Gold fell for a sixth session on Thursday in its longest losing streak since March 2009, after holdings in exchange-traded funds fell to their lowest in four years as rallying stock markets dulled bullion’s safe-haven appeal.
Spot gold had dropped 0.3 per cent to $1,388.15 an ounce by 6 a.m. after hitting its weakest since April 19 at 1,386.89 an ounce.
U.S. gold eased 0.64 per cent to $1,387.30.
SPDR Gold Trust, the world’s largest gold-backed exchange-traded fund, said its holdings fell 0.43 per cent to 1047.14 tonnes on Wednesday from 1051.65 tonnes on Tuesday, their lowest since March 2009.

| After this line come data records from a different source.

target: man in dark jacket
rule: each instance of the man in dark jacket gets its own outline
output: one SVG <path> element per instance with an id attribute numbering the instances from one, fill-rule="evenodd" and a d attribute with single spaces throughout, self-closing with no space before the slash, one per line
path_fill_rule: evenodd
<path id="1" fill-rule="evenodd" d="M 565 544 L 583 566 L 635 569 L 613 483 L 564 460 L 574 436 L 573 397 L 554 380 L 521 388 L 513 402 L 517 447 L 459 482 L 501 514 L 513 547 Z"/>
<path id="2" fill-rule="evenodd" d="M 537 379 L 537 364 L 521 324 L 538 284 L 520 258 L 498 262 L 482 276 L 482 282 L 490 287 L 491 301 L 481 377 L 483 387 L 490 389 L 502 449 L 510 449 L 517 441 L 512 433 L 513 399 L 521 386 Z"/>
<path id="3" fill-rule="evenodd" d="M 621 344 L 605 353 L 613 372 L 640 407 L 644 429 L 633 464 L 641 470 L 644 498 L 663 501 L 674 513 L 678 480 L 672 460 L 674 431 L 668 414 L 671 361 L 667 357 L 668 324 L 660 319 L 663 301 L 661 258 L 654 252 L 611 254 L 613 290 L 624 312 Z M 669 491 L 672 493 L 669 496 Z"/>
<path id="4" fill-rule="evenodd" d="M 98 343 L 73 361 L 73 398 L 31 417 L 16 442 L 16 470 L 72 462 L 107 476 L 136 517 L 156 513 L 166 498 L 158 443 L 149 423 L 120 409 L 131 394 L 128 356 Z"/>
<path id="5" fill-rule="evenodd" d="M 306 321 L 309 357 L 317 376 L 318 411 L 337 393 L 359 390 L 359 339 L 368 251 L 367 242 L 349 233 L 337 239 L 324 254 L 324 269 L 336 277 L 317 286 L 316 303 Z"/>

Premiums for physical gold in India, the world’s biggest gold buyer, have jumped sharply this week due to limited supply after the central bank restricted imports to rein in a record current account deficit.
The United States will rigorously enforce “without fear or fail” sanctions starting on July 1 that ban governments or private companies from selling gold to Iran, a top Treasury official said on Wednesday.
Asian shares got off to a positive start on Thursday after data showed Japan’s economy accelerated in the first three months of the year.
The euro declined to its lowest level against the dollar in six weeks on Wednesday.